Clearly the transportation aspect of North Texas is covered, but what about power? What literally fuels North Texas? Texas has its own power grid and is the only state to have an independent grid. Furthermore, the Electric Reliability Council of Texas (ERCOT) is seriously considering expanding the grid. Recently, multiple discoveries of huge natural gas reserves, such as the Barnett shale, have greatly reduced the price of natural gas, and, as a result, electricity prices have plummeted. With the possible implementation of a “carbon tax” or tax on a “carbon footprint”, electricity generated by coal will become extremely expensive and North Texas is poised to take advantage of this. Furthermore, a deregulated electricity market has leveled the playing field for electricity consumers. Compared to the rest of the United States, especially compared to the East and West coasts, North Texans enjoy low electricity rates at approximately $0.0576/kWh for Average Retail Price of Electricity to Ultimate Industrial Customers, compared to a national average of $0.0653/kWh, according to the U.S. Energy Information Administration. It has fallen over the last few years due to our blend. With approximately 80% of the blend coming from natural gas, low natural gas prices have resulted in savings to consumers. Lastly, DFW has great fiber and is a hub of the Fiber Backbone. The city of Richardson, TX, became known as the Telecom Corridor, as it is home to fiber optic trunk lines for AT&T, Verizon, and Sprint that literally run up and down Central Expressway. Furthermore, there are over 40 providers of both lit and dark fiber running into 2323 Bryan Street in downtown Dallas. The connectivity to the backbone reduces latency and only helps to make DFW more competitive.

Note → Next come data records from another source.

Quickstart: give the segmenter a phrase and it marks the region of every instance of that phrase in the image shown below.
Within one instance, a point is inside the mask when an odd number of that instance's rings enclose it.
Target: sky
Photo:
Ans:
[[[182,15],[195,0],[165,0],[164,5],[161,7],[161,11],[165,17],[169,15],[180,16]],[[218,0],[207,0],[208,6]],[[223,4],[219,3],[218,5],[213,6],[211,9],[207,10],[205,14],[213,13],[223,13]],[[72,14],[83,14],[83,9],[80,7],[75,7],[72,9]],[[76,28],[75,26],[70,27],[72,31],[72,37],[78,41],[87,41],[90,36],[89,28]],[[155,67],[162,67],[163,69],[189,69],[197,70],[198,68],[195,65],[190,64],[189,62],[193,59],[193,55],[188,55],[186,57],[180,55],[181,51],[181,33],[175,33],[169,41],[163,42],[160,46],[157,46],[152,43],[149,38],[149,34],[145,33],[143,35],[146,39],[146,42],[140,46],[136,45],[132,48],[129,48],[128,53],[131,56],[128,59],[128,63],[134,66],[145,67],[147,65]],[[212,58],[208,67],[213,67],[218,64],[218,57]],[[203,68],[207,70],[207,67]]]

Geoforce: A DFW Success Story
It is one thing for us to tell you all the great things about North Texas, but it is another thing to have a testimony. Geoforce, one of the fastest growing companies in DFW, a winner of the “Fast Tech” and “Dallas 100” awards, is a client of ours that chose, out of anywhere in the United States, to found the company in DFW. In an interview with Vince Hsieh, CFO, he said, “Almost our entire management team (including our CEO, CFO, VP of Sales) relocated to the area from another state.” The main reasons were, “Our people are our most valuable asset, and the high quality of life, family friendly neighborhoods, and maybe most importantly, affordable cost of living, made it easy to attract talent. Tax policy matters – and things like no personal income tax, cities like Coppell that are willing to work with us on tax abatements, etc. made it easy financially to be here. Central location with a major airport like DFW makes it easy to get to our customers spread throughout the country and the world. A pro-business climate with lots of other technology and/or start-ups in the immediate vicinity makes for a great environment to do what we do. We are 100% oilfield-focused, so being in a state like Texas helps tremendously.”
The pro-business climate and low cost of living, coupled with the geography and in-place infrastructure has helped cement DFW as a destination for companies and employees to move. Everywhere you look, there are out-of-state license plates on our roads. North Texas is alive and well.